Essere un maschio era una sensazione strana. Non avvertivo più il solito oscillare dei miei capelli: ora erano una zazzera cortissima. Sapevo che era una cosa temporanea, ma io adoravo i miei capelli lunghi. Poi mi sentivo un sacco di muscoli da tutte le parti, e mi mancava quel qualcosa sul davanti, non so se mi spiego.
In compenso sentivo un qualcos’altro di intruso più in basso. Ero una attenta ai dettagli, ma la situazione era imbarazzante. Probabilmente, se fosse stato il contrario, ossia un ragazzo che si trasforma in una ragazza, sarebbe stato diverso.
Me li immagino col sangue che scende dal naso ad ispezionarsi il petto. Ridacchiai al pensiero di un prototipo maschile del genere.
Egypt mi guardava preoccupata, per la mia sanità mentale probabilmente. Forse aveva ragione, ma scossi la testa per liquidare la situazione.
“Sei diventata rossa, Val... ehm, Kathleen... cioè, Kheelan.” Borbottò a mezza voce lei.
‘Merda’ pensai io, tentando di nascondermi tra i capelli lunghi, che non avevo più. ‘Doppia merda’ constatai. Speravo solo che quella situazione durasse poco. Perché già non ne potevo più.
Intanto, avevo dovuto procurarmi un nome falso, maschile. ‘Kheelan’ ci era sembrato adatto. Per Egypt non c’era problema, dato che aveva mantenuto il suo sesso, e quindi poteva utilizzare il suo vero nome.
Stavamo camminando in un lungo corridoio illuminato dalle luci fredde dei neon, con pavimenti bianchi e i muri azzurrini, privi di porte o di finestre. Le sole aperture erano quelle per i condotti dell’aria. Sembrava una di quelli appartenenti ad un ospedale, ma senza la gente, le flebo e le sedie a rotelle. O almeno, forse era stato un ospedale, ora in disuso. Non potevo saperlo. Avevo seguito Egypt senza fare domande.
“Ehm... Lucy... dov’è che siamo, tanto per la cronaca?” chiesi, stando attenta a non chiamarla ‘Egypt’.
Quella si mise a ridere senza troppi complimenti; dapprima leggermente, poi tenendosi al muro con una mano e la pancia con l’altra.
Dopo un momento passato ad osservarla basita, decisi che era il caso di interromperla, prima di venire scoperte.
“Beh, che cavolo hai da ridere?” sbottai nervosamente.
Quella, ormai giunta alle lacrime, rispose: “La... tua... voce!” e continuò a ridere per cinque minuti buoni, mordendosi un braccio per soffocare il rumore.
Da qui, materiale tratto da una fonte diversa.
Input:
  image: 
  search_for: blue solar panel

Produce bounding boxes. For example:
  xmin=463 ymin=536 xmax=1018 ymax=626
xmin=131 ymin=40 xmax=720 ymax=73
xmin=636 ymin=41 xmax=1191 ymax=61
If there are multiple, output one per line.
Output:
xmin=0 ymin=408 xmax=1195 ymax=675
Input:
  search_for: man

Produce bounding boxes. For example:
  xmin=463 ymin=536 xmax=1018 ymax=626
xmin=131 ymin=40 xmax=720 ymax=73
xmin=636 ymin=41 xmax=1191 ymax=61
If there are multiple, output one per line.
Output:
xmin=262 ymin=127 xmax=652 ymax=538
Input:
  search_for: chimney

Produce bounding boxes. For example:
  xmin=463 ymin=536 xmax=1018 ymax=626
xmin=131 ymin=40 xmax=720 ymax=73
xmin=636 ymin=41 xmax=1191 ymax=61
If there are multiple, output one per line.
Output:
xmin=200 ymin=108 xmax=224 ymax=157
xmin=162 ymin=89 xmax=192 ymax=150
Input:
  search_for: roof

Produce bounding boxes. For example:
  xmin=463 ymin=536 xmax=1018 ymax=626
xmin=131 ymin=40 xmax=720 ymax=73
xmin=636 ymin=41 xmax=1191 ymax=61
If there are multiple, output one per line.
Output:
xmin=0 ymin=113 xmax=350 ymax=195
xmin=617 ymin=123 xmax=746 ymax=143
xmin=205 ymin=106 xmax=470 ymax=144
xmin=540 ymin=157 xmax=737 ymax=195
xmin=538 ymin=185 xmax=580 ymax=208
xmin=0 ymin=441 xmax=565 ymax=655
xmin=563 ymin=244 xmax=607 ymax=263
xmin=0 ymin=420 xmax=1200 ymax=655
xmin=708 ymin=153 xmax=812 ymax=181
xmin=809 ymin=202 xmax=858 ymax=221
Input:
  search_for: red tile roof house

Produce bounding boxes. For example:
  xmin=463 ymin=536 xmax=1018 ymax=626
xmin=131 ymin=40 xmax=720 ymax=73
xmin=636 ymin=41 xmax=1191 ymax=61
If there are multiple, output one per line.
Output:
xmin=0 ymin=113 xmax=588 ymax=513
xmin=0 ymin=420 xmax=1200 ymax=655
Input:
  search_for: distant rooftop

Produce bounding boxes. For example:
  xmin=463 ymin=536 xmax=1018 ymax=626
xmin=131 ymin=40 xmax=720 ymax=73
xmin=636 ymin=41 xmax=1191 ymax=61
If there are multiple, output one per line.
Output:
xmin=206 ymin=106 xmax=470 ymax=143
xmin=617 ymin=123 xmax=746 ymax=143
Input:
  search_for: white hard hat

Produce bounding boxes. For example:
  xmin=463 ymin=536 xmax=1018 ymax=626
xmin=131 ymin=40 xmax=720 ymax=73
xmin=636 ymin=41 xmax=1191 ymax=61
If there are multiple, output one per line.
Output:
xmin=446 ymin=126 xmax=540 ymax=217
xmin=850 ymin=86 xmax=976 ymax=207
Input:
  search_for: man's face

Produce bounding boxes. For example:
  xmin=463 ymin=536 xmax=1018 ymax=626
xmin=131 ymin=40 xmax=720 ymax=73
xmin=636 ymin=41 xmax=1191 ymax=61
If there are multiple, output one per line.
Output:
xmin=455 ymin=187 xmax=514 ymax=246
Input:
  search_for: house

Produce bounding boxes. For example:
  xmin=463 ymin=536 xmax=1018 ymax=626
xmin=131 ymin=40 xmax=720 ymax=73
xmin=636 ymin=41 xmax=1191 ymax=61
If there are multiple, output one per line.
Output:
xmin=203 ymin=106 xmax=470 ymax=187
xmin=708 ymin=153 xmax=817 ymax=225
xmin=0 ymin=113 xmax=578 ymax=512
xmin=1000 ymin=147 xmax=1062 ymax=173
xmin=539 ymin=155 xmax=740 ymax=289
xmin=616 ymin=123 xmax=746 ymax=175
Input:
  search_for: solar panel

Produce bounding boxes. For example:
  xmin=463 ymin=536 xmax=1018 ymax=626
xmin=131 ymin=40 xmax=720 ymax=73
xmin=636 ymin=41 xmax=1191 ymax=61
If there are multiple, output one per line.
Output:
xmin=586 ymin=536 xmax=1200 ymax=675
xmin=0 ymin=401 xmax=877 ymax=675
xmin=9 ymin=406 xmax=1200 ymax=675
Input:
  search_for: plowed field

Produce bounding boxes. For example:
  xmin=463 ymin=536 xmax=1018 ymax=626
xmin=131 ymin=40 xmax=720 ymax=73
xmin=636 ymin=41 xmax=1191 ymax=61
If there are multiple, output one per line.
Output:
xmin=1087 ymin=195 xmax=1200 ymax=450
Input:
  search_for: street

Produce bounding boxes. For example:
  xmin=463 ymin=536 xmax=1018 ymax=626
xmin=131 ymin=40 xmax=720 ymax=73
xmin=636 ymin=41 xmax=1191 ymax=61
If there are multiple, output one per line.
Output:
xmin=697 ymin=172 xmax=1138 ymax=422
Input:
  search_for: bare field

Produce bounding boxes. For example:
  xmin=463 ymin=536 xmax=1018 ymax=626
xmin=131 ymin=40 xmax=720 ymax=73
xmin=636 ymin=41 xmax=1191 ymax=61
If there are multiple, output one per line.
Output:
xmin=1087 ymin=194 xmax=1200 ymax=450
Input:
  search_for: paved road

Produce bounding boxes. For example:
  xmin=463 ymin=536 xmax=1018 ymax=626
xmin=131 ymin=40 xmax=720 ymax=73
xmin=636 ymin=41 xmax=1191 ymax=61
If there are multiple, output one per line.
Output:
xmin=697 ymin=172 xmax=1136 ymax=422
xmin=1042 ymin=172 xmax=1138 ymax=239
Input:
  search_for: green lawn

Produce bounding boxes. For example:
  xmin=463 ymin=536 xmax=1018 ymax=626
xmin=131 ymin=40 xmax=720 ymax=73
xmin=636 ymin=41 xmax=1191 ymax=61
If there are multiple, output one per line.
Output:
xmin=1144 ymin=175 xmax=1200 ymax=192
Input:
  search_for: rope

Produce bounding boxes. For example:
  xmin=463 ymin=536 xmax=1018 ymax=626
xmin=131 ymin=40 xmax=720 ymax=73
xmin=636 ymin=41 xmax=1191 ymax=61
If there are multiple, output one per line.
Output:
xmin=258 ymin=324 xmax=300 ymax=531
Nel frattempo io mi ero accorta di parlare con la mia voce normale, quindi in un modo fin troppo dolce e femminile per un ragazzo. Ma io non sapevo e potevo modificare la parlata e, dopo alcuni tentativi di falsificazione vocale, falliti miseramente, decisi di fingermi muta e di far parlare Egypt, che nel frattempo aveva smesso di ridere e si stava asciugando le lacrime. Esagerata.
Continuammo a camminare ancora per parecchio tempo, nel quale appresi tutto quello che poteva rivelarsi interessante. Quindi, specialmente, dove eravamo.
“Oh mio dio, Lucy, dove cavolo mi hai portato” mormorai scandalizzata finito il racconto di lei.
Quella ridacchiò, per poi tornare immediatamente seria.
“Come hai detto tu, questo posto doveva essere un ospedale psichiatrico in origine. Successivamente, probabilmente in un luogo nascosto e almeno parzialmente insonorizzato, hanno costruito un centro di ricerca e hanno cominciato a fare esperimenti anche atroci sui ‘casi irrecuperabili’. Dopo qualche anno hanno completamente chiuso l’ospedale e hanno cominciato a specializzarsi sulle prove scientifiche archiviate nel corso degli anni. Penso abbiano sorpassato il limite.” Disse lei mesta.
Era una delle cose più schifose del mondo a me vicino di cui avevo mai sentito parlare.
“Ma è legale?” sbottai rabbrividendo. Lei fece spallucce.
“Non del tutto. Lo avevano permesso entro un determinato limite, sulle persone oramai incapaci di intendere e di volere e fino ad un certo punto, per evitare ulteriori torture a livello fisico e psichico.” Spiegò lei.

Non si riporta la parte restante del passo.